Edit: I was totally leading you down the wrong track. That's what happens when I try to help out when I haven't completely solved the problem myself.

## Ogden's Lemma

Suppose L is context free. By Ogden's lemma, there exists an integer p that has the following properties:

Given a string w in L at least p symbols long, where at least p of those symbols are "marked", w can be represented as uvxyz, which satisfy:

- x has at least one marked symbol,
- either u and v both have marked symbols or y and z both have marked symbols,
- vxy has at most p marked symbols, and
- u v
^{i} x y^{i} z is in L for i >= 0

That's Ogden's lemma. Now, let q be an integer divisible by every positive integer no greater than p. Let w = a^{p+q} b^{p+q} c^{p}. Mark every c. By #2, u or v must contain at least one c. If either u or v contains any other symbol, then #4 fails, so u and v must contain only c. But then #4 fails when i = q/|uv|. We know q is divisible by |uv| because p > |uv| > 0, and q is divisible by all positive integers less than p.

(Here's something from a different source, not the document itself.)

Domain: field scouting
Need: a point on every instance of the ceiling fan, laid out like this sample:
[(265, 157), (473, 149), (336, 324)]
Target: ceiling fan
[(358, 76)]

Note that Ogden's lemma turns into the pumping lemma when you mark all symbols.

## Pumping Lemma

Suppose L is context free. By the pumping lemma, there is a length p (not necessarily the same p as above) such that any string w in L can be represented as uvxyz, where

- |vxy| <= p,
- |vy| >= 1, and
- u v
^{i} x y^{i} z is in L for i >= 0.

Given a string w in L, either m > n or m < n. Suppose p = 2.

Suppose that m > n. (Note that Λ denotes the empty string.)

- Let u = a
^{n} b^{n} c^{m-1}
- Let v = c
- Let x = Λ
- Let y = Λ
- Let z = Λ

Suppose that n > m.

- Let u = a
^{n-1}
- Let v = a
- Let x = Λ
- Let y = b
- Let z = b
^{n-1} c^{m}

This demonstrates that no string from L provides a counterexample using the pumping lemma to the supposition that L is a context free language (even though it is context sensitive).